En el plano institucional, ni siquiera los más incombustibles defensores de la ONU han intentado la típica estratagema de la organización de echar la culpa a los Estados miembros poderosos de que se haya permitido permanecer en su puesto a Benon Sevan, director del programa de Irak y la persona que centra la investigación. Por poner otro ejemplo, la afirmación de la ONU de que pondría en práctica una cultura de tolerancia nula del abuso sexual se vio un tanto socavada al saberse que Annan había decidido no seguir adelante con la acusación de acoso sexual de una empleada de la ONU, a pesar de que una investigación interna respaldó el año pasado su queja. Lubbers repitió en una conferencia de prensa su vehemente rechazo de las acusaciones, pero una concisa declaración posterior de la oficina del secretario general daba a entender que el apoyo de Annan hacia su asediado jefe para los refugiados empezaba a tambalearse.
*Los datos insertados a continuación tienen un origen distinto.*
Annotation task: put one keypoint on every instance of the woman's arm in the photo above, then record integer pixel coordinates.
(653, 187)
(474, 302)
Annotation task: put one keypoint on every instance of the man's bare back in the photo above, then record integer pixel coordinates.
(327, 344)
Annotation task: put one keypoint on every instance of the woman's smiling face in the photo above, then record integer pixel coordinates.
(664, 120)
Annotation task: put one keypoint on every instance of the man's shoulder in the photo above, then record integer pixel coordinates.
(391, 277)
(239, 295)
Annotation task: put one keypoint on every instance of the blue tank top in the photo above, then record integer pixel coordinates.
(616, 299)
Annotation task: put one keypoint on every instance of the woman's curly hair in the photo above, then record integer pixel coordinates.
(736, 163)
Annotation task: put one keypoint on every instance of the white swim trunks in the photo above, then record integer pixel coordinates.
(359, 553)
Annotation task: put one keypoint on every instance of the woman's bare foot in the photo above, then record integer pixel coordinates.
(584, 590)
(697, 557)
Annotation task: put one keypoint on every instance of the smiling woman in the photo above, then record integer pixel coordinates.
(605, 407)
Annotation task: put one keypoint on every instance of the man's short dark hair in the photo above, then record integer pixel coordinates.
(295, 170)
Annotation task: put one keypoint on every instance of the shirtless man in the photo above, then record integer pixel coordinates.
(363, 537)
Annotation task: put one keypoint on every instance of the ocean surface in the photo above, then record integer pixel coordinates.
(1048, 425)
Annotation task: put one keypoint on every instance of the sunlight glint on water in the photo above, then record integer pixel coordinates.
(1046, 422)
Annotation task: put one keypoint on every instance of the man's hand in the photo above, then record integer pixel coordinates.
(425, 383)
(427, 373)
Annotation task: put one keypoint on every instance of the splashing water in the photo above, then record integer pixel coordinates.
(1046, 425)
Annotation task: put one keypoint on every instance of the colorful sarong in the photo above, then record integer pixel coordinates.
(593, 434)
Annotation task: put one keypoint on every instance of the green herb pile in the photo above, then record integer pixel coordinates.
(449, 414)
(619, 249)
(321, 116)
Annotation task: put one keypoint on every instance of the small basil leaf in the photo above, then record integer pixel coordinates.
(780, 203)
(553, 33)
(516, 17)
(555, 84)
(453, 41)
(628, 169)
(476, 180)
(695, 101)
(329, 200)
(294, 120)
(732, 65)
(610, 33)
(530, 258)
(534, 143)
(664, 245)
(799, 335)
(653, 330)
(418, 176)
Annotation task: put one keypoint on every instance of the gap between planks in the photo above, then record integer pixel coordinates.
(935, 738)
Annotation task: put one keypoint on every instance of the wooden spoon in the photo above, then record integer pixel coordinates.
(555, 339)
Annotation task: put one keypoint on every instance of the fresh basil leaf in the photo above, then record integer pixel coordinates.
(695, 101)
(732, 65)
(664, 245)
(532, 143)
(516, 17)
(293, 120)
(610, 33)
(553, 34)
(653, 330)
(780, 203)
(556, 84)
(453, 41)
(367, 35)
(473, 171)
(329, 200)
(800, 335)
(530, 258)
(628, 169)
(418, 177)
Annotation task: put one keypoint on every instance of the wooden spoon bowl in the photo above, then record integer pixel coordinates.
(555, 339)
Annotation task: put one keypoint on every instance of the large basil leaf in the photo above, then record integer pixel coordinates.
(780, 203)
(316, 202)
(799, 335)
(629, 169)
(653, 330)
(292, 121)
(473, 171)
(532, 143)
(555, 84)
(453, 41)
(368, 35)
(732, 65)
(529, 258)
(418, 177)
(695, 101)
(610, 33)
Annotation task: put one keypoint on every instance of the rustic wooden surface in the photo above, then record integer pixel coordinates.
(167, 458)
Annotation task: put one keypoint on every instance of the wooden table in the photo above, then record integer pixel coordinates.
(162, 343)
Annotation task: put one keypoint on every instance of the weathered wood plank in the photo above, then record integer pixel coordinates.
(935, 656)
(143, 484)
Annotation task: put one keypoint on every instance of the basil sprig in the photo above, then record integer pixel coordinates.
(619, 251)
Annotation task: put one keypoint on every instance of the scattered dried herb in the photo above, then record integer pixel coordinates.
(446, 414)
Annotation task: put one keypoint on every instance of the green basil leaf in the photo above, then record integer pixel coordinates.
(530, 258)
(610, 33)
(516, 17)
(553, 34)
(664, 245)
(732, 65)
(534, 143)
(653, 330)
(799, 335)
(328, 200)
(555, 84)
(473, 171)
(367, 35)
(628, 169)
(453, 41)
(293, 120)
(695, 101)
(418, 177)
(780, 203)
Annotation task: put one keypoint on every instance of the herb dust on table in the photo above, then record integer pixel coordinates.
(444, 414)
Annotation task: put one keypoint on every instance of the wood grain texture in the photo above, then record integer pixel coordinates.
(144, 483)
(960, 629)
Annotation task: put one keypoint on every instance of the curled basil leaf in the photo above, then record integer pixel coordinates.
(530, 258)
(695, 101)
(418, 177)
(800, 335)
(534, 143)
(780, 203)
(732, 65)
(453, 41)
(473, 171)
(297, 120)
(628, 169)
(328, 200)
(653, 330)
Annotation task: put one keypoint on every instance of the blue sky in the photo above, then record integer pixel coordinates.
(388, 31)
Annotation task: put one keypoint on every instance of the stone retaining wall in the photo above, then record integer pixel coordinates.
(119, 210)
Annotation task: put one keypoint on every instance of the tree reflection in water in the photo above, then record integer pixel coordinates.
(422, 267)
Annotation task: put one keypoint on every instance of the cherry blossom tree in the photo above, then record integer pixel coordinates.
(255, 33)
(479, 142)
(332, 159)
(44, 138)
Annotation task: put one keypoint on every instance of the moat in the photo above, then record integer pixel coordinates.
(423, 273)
Pero antes de esto, la falta de actuación del secretariado de la ONU, no solamente en el caso Lubbers, sino también ante las denuncias de abuso sexual contra los mediadores de la paz en el Congo no inspiran confianza en el programa de reformas.

Incluso si el secretariado de la ONU empezara a comportarse con menos sigilo y más rapidez, y mostrase más decisión a la hora de atajar la corrupción, seguirían permaneciendo las causas profundas de lo que Annan denominó el annus horribilis de la ONU. El verdadero desafío está en definir el papel de la ONU en el mundo posterior a la guerra fría y al 11-S. ¿Debería ser un secretariado de servicios, en la línea de la Unión Africana, para Estados miembros, sobre todo Estados poderosos como EE UU y otros miembros permanentes del Consejo de Seguridad? Si es así, ¿cómo permanecer fieles a los ideales de la carta de la ONU, por ejemplo en utilizaciones contrapuestas de la fuerza que pudieran quebrantar las disposiciones que exige un mandato del Consejo de Seguridad, y seguir siendo competente y con una financiación adecuada? Los escollos de este camino han sido puestos de manifiesto por la campaña orquestada contra Annan y la ONU por los conservadores estadounidenses, furiosos porque definió como ilegal la invasión de Irak.

Una mayor transparencia no puede esclarecer, y mucho menos resolver, el dilema básico entre el compromiso de la ONU de representar a los "pueblos del mundo", como dice su carta, y su realidad como una organización intergubernamental responsable ante sus Estados miembros y dependiente en gran medida de ellos. Quizá sea ésta la razón por la que un diplomático estadounidense, en modo alguno hostil a la ONU, me la describiera diciendo que "tiene el fracaso inscrito en su ADN". Esto no significa que no haya esperanza de rescatar a la ONU, y desde luego no que deba ser desechada, sino más bien que hay que situar las reformas propuestas por Annan y respaldadas por los dirigentes occidentales en su justa perspectiva. A fin de cuentas, son pasos positivos para abordar algunos de los síntomas (pero nunca todos) de una enfermedad institucional que tenemos más posibilidades de hallar formas de soportar que de curar.